Los expertos consideran que en los próximos meses se llegarán a localizar otros tantos ejemplares Ya se ha constatado la muerte de la primera cría
L. L. R./GIJÓN

DEGAÑA. Una de las osas con crías nacidas este año. / PATRULLA OSO DEL PRINCIPADO
La Patrulla Oso del Principado ha localizado en lo que va de año cinco hembras con crías en la población osera occidental. En total, los expertos han constatado la presencia de trece oseznos en la zona compartida con León y que acoge el mayor número de ejemplares de la especie, que se sospecha superan el centenar. Con estas cifras, el guarda mayor del grupo dependiente de la Consejería de Medio Ambiente, Ordenación del Territorio e Infraestructuras, Miguel Fernández Otero, considera que este años se alcanzará la cifra récord de oseznos registrada el pasado en esa población, que fue de 24, y que supone una esperanza para la especie en peligro de extinción.
Esta optimista previsión tiene su base en la experiencia de años anteriores, cuando a estas alturas del ejercicio el número de oseznos detectados acabó siendo la mitad de la cifra definitiva. Por eso, Fernández Otero prevé que en los próximos meses se avistarán «cuatro o cinco osas más» con crías nacidas en enero, fechas en las que las osas paren en plena hibernación. Por eso, «creemos que se repetirán los datos de 2005».
Sin embargo, no significa esto que la población vaya a crecer en la misma medida, ya que muchas de esas crías no sobreviven.
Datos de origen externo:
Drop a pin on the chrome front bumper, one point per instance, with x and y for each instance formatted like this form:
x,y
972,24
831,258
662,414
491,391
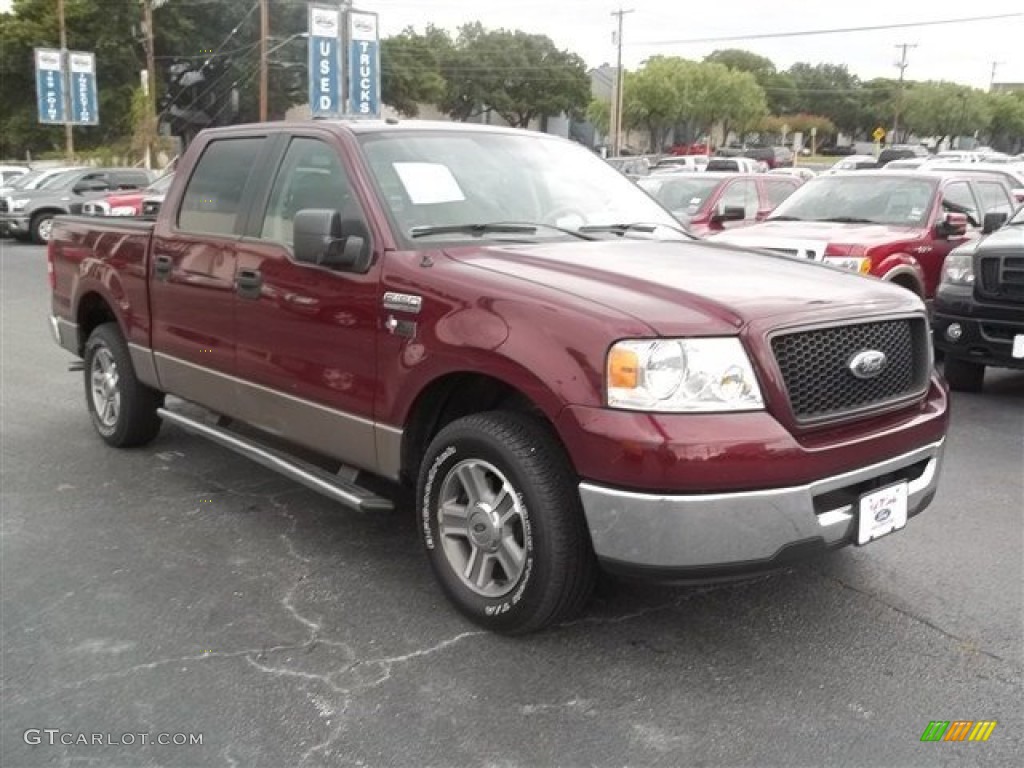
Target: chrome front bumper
x,y
744,530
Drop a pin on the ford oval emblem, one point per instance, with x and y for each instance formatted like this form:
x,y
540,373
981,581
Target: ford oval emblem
x,y
868,364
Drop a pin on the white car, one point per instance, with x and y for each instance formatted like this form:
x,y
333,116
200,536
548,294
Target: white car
x,y
851,163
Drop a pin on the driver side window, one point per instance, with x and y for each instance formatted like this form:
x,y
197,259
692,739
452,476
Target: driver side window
x,y
957,198
310,176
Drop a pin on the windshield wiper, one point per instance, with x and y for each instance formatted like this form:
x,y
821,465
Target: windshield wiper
x,y
847,220
493,227
636,226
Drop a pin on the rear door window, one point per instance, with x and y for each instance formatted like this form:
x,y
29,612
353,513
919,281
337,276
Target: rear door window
x,y
994,198
212,200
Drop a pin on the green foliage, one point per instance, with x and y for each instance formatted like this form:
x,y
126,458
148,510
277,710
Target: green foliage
x,y
669,90
519,76
412,69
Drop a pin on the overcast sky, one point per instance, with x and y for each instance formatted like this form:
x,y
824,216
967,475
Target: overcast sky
x,y
962,52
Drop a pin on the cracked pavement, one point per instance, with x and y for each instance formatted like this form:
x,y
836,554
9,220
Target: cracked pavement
x,y
180,588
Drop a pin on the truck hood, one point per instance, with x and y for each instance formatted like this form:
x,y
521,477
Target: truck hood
x,y
809,239
688,288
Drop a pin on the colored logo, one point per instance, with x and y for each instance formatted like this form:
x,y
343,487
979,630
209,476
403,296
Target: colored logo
x,y
868,364
958,730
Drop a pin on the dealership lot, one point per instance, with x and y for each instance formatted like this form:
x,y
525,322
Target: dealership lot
x,y
181,590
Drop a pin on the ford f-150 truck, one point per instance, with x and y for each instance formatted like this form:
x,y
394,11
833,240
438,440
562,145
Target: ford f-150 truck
x,y
979,309
505,324
898,226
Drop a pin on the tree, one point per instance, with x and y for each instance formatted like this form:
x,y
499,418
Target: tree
x,y
829,90
946,110
780,90
412,69
1008,120
519,76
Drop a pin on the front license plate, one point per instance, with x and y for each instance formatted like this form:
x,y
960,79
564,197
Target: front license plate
x,y
882,512
1019,346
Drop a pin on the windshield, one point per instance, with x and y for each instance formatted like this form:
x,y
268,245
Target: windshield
x,y
161,185
453,178
682,195
900,202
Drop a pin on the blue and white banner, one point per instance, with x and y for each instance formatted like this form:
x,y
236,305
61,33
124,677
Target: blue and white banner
x,y
50,86
364,65
325,61
84,101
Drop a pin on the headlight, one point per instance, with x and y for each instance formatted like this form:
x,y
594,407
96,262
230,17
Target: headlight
x,y
682,376
957,269
863,266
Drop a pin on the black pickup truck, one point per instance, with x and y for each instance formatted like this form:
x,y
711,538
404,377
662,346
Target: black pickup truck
x,y
979,307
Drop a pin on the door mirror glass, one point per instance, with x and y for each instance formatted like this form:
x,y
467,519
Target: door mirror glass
x,y
321,237
952,224
992,222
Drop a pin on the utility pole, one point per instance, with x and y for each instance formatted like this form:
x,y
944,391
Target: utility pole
x,y
264,34
151,82
69,138
617,127
991,80
902,65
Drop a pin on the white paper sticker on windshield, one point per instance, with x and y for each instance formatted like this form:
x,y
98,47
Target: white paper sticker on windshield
x,y
427,183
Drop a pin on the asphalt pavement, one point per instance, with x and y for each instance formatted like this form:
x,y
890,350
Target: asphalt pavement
x,y
179,591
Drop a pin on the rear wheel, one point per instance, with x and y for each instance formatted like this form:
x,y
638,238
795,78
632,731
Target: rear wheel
x,y
963,375
42,228
502,522
123,410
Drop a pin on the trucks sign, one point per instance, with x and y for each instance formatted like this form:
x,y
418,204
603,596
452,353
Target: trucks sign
x,y
50,86
325,61
364,65
84,103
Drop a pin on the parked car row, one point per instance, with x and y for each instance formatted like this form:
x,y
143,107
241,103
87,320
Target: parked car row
x,y
29,213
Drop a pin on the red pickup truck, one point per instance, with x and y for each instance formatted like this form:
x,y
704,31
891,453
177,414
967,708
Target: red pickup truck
x,y
501,322
895,225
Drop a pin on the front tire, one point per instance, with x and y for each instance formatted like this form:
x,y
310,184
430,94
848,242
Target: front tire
x,y
502,522
123,410
964,376
42,227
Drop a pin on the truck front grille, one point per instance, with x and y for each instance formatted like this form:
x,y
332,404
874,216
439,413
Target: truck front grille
x,y
1001,279
816,368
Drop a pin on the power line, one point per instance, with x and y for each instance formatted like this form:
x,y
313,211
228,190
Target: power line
x,y
835,31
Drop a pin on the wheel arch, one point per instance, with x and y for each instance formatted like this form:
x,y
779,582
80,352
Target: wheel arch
x,y
454,395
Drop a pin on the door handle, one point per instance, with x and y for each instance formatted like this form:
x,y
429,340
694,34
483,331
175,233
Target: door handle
x,y
248,284
162,265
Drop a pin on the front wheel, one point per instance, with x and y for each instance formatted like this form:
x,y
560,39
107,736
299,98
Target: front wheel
x,y
123,410
501,518
964,376
42,228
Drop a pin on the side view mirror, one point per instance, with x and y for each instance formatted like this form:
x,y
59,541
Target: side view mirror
x,y
992,222
952,224
321,237
729,213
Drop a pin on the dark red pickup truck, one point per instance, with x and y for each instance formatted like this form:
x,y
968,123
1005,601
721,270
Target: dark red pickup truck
x,y
500,321
891,224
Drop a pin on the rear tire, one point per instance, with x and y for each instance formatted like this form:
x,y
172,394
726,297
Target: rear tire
x,y
502,522
123,410
42,226
963,375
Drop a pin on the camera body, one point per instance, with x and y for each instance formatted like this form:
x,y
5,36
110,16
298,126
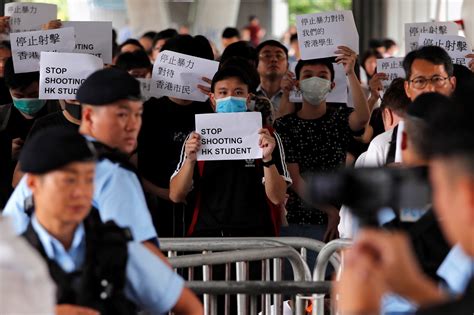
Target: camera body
x,y
367,190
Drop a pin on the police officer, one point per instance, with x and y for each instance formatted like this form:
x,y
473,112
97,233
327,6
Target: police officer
x,y
94,265
111,119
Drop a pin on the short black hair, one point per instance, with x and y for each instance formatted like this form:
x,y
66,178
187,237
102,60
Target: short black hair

De hecho, el guarda mayor advierte de que en una espera realizada el pasado sábado por la Patrulla Oso a una camada en Leitariegos ya se detectó la falta de un osezno, con lo que lo más posible es que haya muerto.
La causa más probable es que lo haya sacrificado un macho en celo que pretendía montar a la madre. «El año pasado detectamos tres infanticidios», señala Fernández Otero, aunque también señala que las muertes por causas naturales entre los oseznos tampoco son extrañas.
Además, una vez pasados los primeros meses de vida aún no se terminaron los riesgos para los osos. «Tienen una época crítica cuando dejan a la madre», al año y medio de edad, momento que coincide con la época de celo. Entonces es cuando se encuentran solos en la montaña y corren el riesgo de morir. «En años anteriores sí hemos detectado que en esta fase algunos desaparecen».
Además del seguimiento de la población osera y la realización del censo de crías, la Patrulla Oso del Principado se ocupa de la elaboración de los expedientes de indemnización de daños provocados por los plantígrados. Según explica su guarda mayor, al año estudian unos 150 casos, la mayoría de ellos referidos a destrozos en colmenas. Sin embargo, también se dan casos de ataques a animales, como cabras, ovejas, vacuno e incluso algún potro, y daños en plantaciones de cerezos.
Muestras genéticas
También se ocupa este grupo de realizar el trabajo de campo enmarcado en un convenio de investigación entre el Principado de Asturias y el Centro Superior de Investigaciones Científicas (CSIC) con el fin de detectar la presencia de osos en otoño e invierno y conocer los itinerarios que siguen. Y, por otra parte, recogen muestras genéticas utilizadas en un proyecto de la Universidad de Oviedo.
Tras varios años en el monte, los cinco agentes que forman la patrulla, repartidos por los diferentes concejos oseros del Principado, han detectado la creciente presencia de turistas que irrumpen en la montaña en busca de osos. Sin embargo, cuando se le pregunta a Miguel Fernández por la posibilidad de organizar visitas guiadas, tal y como propuso la Fundación Oso Pardo, evita pronunciarse, baja la mirada y menea la cabeza.